1.) A tennis ball (mass = 57 grams) is held directly above a basketball (mass = 624 grams)that is held 4.7 meters off the ground. Both are dropped simultaneously. Assuming an
elastic collision, how high above the ground does the tennis ball reach after bouncing? (Note that the tennis ball bounces off the basketball which is 24 cm in diameter.)
2.)
A bullet with mass 0.050 kg is shot
through a block suspended from a cord with length 0.75 m. The block has mass
1 kg and is initially suspended
vertically a distance 1.2 meters off the floor. After the bullet goes through the block, it is observed that the block rises to an angle of 64 degrees and that the bullet lands a horizontal distance of 40.0 meters from the pendulum. What was the initial speed of the bullet?
Pi=Pf
Ki=Kf
To solve both of these problems, we can apply the principles of conservation of energy and conservation of momentum.

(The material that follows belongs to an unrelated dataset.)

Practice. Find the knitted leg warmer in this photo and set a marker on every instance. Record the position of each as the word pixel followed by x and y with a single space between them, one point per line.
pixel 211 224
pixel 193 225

1.) To find out how high above the ground the tennis ball reaches after bouncing off the basketball, follow these steps:
Step 1: Calculate the initial potential energy of the system:
The potential energy of the system is given by the mass of the basketball multiplied by the acceleration due to gravity (9.8 m/s^2), multiplied by the height from which it is dropped. So, the initial potential energy of the system is:
Potential Energy = (mass of the basketball) * (acceleration due to gravity) * (height from which it is dropped)
Step 2: Calculate the initial total kinetic energy of the system:
The total kinetic energy of the system is the sum of the kinetic energies of the basketball and the tennis ball. Since both objects are initially at rest, the total kinetic energy is zero.
Step 3: Calculate the final total kinetic energy of the system:
After the tennis ball bounces off the basketball, both objects will be in motion. To find the final total kinetic energy, we need to calculate the individual kinetic energies of the basketball and the tennis ball. The kinetic energy of an object is given by 0.5 * mass * velocity^2.
Step 4: Apply conservation of energy:
According to the law of conservation of energy, the initial potential energy of the system is equal to the sum of the initial and final total kinetic energies. So, we can write the equation:
Initial Potential Energy = Initial Total Kinetic Energy + Final Total Kinetic Energy
Step 5: Calculate the final height:
By rearranging the equation from step 4, we can solve for the final height that the tennis ball reaches.
2.) To find the initial speed of the bullet, we can apply the principle of conservation of momentum and the principle of conservation of energy.
Step 1: Calculate the initial momentum of the system:
The initial momentum of the system is given by the product of the mass of the bullet and its initial velocity.
Step 2: Calculate the final momentum of the system:
After the bullet goes through the block, both the bullet and the block will be in motion. The final momentum of the system is given by the product of the final velocities of the bullet and the block.
Step 3: Apply conservation of momentum:
According to the law of conservation of momentum, the initial momentum of the system is equal to the final momentum of the system. So, we can write the equation:
Initial momentum = Final momentum
Step 4: Solve for the initial velocity of the bullet:
By rearranging the equation from step 3, we can solve for the initial velocity of the bullet.